L’intervista

«Il sostegno al Pardo non cambia»

La direttrice del DECS Marina Carobbio Guscetti affronta per la prima volta il Festival nella veste di responsabile cantonale della cultura – «Alla presidente designata Maja Hoffmann, che spero di incontrare presto, ribadirò l’importanza dell’indipendenza delle scelte»
© CdT/Gabriele Putzu
Mattia Sacchi
05.08.2023 06:00

«È certamente una bella sensazione partecipare come direttrice del DECS a una manifestazione conosciuta in tutto il mondo. Un Festival che coinvolge migliaia di appassionati di cinema e che funziona grazie alla volontà e all’impegno di tante collaboratrici e collaboratori che vi lavorano. Ed è una bella soddisfazione sapere che il Pardo permette di far conoscere il nostro cantone anche fuori dai confini nazionali grazie alla bellezza artistica, alla solidarietà e ai temi sociali che vengono affrontati con queste proiezioni».

Marina Carobbio Guscetti è in Governo da 4 mesi e per la prima volta affronta la platea del Festival avendo sulle spalle una responsabilità politica diretta sui temi culturali.

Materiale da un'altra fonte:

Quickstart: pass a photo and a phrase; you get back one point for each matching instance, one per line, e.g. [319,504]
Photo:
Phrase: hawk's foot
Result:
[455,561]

«La caratura delle personalità che arrivano dalla Svizzera e dall’estero e la qualità dell’offerta cinematografica è decisamente indicativa di come questa manifestazione contribuisca alla divulgazione culturale in questo cantone - dice Carobbio al Cdt - Non solo per quello che viene proposto in Piazza Grande, ma anche per le varie rassegne in programma: in particolare, tengo molto a Open Doors, che si occupa della cinematografia indipendente nei Paesi del Sud del mondo. La ticinesità del Pardo penso che sia ben espressa dall’interesse del pubblico ticinese e dal sostegno, a livello politico, del Consiglio di Stato e del Gran Consiglio», aggiunge.

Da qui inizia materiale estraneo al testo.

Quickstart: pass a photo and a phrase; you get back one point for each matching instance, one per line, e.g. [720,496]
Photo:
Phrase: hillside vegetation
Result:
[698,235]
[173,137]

I ricordi più belli della direttrice del DECS legati al Pardo rimandano «soprattutto le riflessioni che scaturiscono nel guardare certe proiezioni. Lo scorso anno ho molto apprezzato la visione in piazza Grande di Semret, della regista ticinese Caterina Mona: la storia di una donna con un passato migratorio che lavora in un ospedale a Zurigo ed è pronta ad affrontare le tante sfide della vita per offrire alla figlia un futuro migliore. O la visione, nel 2016 di I, Daniel Blake di Ken Loach, uno dei miei registi preferiti che con i suoi film affronta in modo unico le difficoltà sociali e le diseguaglianze». Loach che è presente a Locarno anche quest’anno.

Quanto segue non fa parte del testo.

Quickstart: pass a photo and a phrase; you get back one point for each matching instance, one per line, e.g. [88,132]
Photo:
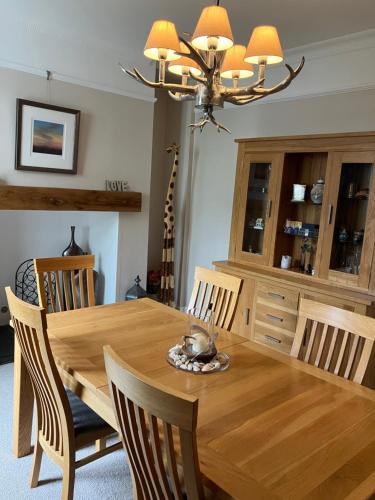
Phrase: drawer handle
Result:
[247,316]
[277,295]
[330,212]
[272,339]
[269,208]
[274,318]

«Con ogni probabilità - ammette Marina Carobbio - sarò in piazza a vedere il film, ma non ho pensato all’eventualità di incontrarlo. Certo, sarebbe una bella occasione per parlargli e saperne di più sulla sua visione della società. D’altronde, è vero che il Locarno Film Festival permette di fare incontri importanti con gli artisti particolarmente predisposti al dialogo con gli appassionati, ma ho sempre trovato più interessante il livello culturale della produzione artistica. Mi è successo spesso di rimanere più colpita da produzioni minori, che proprio grazie a questo Festival trovano spazio, invece che da quelle di personalità più blasonate».

Inevitabile chiedere alla direttrice del Decs che cosa pensa della designazione di Maja Hoffmann a presidente del Festival. «Non ho ancora avuto modo di conoscerla e di parlarle - dice Carobbio - spero di poterlo fare in occasione della prossima assemblea, quando sarà nominata ufficialmente presidente. Potrò anche mostrarle il sostegno concreto da parte delle istituzioni cantonali, ribadendo l’importanza del Locarno Film Festival e auspicando continuità nell’indipendenza della scelta delle produzioni e della divulgazione culturale».

Per una presidente che arriva, uno che se ne va: Marco Solari. «Il Festival non sarebbe diventato ciò che è oggi senza Marco Solari e il suo impegno quotidiano nel far conoscere l’importanza della manifestazione dentro e fuori dai confini cantonali. E i risultati ottenuti penso siano sotto gli occhi di tutti».

L’ultima riflessione è una promessa, e riguarda il sostegno delle istituzioni ticinesi a Locarno. «Non è assolutamente in discussione. Il Pardo è un Festival diverso da tutti gli altri, che ha preferito preservare la grande qualità della proposta cinematografica agli aspetti più superficiali. Permettendo al Ticino di farsi conoscere e apprezzare internazionalmente».